Awards Nominations and Wins
Parasite has been widely recognized for its cinematic achievements, receiving numerous awards nominations and wins. The film made history at the 92nd Academy Awards, becoming the first non-English language film to win the coveted Best Picture award. In addition to this prestigious accolade, Parasite also won Best Director for Bong Joon-ho, Best Original Screenplay, and Best International Feature Film.
The film’s success at the Oscars was not an isolated achievement; it garnered accolades at various other prestigious film festivals and award ceremonies, including the Palme d’Or at the 2019 Cannes Film Festival, the Golden Globe for Best Foreign Language Film, and the BAFTA for Best Film Not in the English Language.
A Global Phenomenon
The widespread acclaim and recognition for Parasite has transformed it into a global phenomenon, distinguishing it from other foreign films of its genre. The film’s international success can be attributed, in part, to the marketing strategies employed to promote it.
High-profile endorsements from respected figures in the entertainment industry, such as Jordan Peele, have helped to elevate Parasite‘s status and increase its visibility. The film’s numerous awards have further bolstered its reputation, drawing the attention of a wider audience.

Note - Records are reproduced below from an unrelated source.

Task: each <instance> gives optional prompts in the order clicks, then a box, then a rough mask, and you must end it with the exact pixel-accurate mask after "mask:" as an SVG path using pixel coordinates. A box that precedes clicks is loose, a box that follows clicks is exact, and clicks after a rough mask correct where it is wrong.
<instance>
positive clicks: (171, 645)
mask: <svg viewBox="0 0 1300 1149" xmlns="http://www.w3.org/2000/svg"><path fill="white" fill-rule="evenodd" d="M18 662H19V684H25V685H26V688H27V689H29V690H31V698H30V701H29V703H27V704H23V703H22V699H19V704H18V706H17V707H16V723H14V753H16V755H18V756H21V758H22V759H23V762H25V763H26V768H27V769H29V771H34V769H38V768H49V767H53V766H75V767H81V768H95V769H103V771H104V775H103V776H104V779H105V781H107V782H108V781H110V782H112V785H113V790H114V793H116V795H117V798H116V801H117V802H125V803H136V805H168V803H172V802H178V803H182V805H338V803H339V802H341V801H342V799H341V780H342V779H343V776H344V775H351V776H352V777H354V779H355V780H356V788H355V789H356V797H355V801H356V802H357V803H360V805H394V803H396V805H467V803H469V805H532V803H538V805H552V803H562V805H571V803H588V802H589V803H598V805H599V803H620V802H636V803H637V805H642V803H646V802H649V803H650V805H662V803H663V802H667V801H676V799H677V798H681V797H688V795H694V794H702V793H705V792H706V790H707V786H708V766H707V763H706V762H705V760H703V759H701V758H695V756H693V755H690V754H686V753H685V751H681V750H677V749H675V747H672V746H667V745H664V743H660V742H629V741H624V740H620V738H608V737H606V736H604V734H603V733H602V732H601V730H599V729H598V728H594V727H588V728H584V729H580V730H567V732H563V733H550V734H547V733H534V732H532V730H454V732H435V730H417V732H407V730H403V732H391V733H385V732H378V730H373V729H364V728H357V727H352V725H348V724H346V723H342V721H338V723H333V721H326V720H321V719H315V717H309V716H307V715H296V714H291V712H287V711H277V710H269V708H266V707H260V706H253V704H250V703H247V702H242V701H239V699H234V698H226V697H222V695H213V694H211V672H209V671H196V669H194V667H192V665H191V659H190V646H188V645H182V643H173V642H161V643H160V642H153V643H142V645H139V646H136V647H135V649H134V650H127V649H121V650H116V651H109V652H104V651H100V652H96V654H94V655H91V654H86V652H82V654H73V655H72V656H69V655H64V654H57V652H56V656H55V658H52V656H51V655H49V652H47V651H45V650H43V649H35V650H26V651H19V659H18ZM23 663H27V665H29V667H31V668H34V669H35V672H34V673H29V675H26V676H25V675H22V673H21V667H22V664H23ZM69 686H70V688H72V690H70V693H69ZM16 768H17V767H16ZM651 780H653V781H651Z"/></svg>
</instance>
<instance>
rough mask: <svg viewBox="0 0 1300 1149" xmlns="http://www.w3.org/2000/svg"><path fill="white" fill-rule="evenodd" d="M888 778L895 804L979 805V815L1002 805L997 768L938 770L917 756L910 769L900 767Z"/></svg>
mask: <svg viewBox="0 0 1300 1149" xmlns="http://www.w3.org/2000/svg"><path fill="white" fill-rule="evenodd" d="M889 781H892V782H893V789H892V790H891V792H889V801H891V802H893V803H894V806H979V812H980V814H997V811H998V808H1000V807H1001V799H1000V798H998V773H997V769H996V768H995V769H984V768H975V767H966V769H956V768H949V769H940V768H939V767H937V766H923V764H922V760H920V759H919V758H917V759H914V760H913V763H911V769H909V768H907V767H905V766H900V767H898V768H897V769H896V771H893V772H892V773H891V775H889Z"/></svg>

Parasite and Its Impact on the Film Industry
The success of Parasite had a profound impact on the film industry, both within Korea and internationally. Its triumph at the Oscars sparked renewed interest in foreign-language films, challenging the idea that such films cannot achieve widespread recognition. Parasite highlights the importance of the film industry’s investment in diversity, and proves that foreign-language films can absolutely achieve global success and acclaim.